Activists and a medical group said shells hit a hospital on Saturday in a northern Syrian town controlled by Turkey-backed fighters, killing at least six people, including two medical staff.
It was not immediately clear who was behind the shelling, which came from areas where government troops and Kurdish-led fighters are deployed.
The Syrian American Medical Association, an aid group that assists health centers in opposition areas, said al-Shifaa Hospital in the town of Afrin was targeted by two missiles, also leading to multiple wounded.
At least four other medical staff were injured, including a seriously injured midwife, the aid group said. The polyclinic department and delivery room were completely destroyed, it added.

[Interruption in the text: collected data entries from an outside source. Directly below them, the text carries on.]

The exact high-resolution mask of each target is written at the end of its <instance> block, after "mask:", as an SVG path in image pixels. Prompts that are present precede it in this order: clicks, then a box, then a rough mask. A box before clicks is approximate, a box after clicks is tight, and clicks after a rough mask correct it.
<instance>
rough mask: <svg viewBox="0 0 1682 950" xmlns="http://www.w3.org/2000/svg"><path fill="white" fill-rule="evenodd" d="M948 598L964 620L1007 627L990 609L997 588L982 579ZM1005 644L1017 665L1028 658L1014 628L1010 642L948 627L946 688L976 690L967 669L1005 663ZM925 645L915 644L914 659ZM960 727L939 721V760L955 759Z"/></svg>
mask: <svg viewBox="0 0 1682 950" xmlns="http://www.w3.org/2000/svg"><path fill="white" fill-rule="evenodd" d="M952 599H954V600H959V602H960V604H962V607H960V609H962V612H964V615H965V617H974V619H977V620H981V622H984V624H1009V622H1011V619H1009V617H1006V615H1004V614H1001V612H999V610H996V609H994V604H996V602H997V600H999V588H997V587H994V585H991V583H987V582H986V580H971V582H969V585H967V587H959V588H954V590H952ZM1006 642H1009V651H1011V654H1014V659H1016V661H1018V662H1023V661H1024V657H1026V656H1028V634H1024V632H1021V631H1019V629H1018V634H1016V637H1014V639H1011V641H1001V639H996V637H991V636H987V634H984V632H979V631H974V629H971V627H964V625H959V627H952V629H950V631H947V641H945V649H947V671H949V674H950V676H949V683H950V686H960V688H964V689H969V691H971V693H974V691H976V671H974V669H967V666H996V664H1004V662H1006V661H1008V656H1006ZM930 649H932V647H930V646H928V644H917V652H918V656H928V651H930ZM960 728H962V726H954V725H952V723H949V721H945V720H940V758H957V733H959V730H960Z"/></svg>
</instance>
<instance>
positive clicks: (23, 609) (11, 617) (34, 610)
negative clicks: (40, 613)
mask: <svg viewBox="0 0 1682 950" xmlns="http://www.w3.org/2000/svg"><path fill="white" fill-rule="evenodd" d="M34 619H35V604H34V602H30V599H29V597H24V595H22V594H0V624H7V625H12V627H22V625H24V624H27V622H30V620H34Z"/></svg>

Turkey and allied Syrian fighters took control of Afrin in 2018 in a military operation that expelled local Kurdish fighters and displaced thousands of Kurdish residents. Ankara considers the Kurdish fighters who were in control of Afrin terrorists. Since then, there has been a series of attacks on Turkish targets in the area.
The Britain-based Syrian Observatory for Human Rights said at least 16 people were killed in the attack, most of them civilians.
The governor's office of Turkey's Hatay province, which lies across the border from Afrin, said 13 civilians had been killed and 27 injured in the rocket and artillery attack on the hospital, which it blamed on Kurdish militants.
The discrepancy in death tolls could not be immediately reconciled.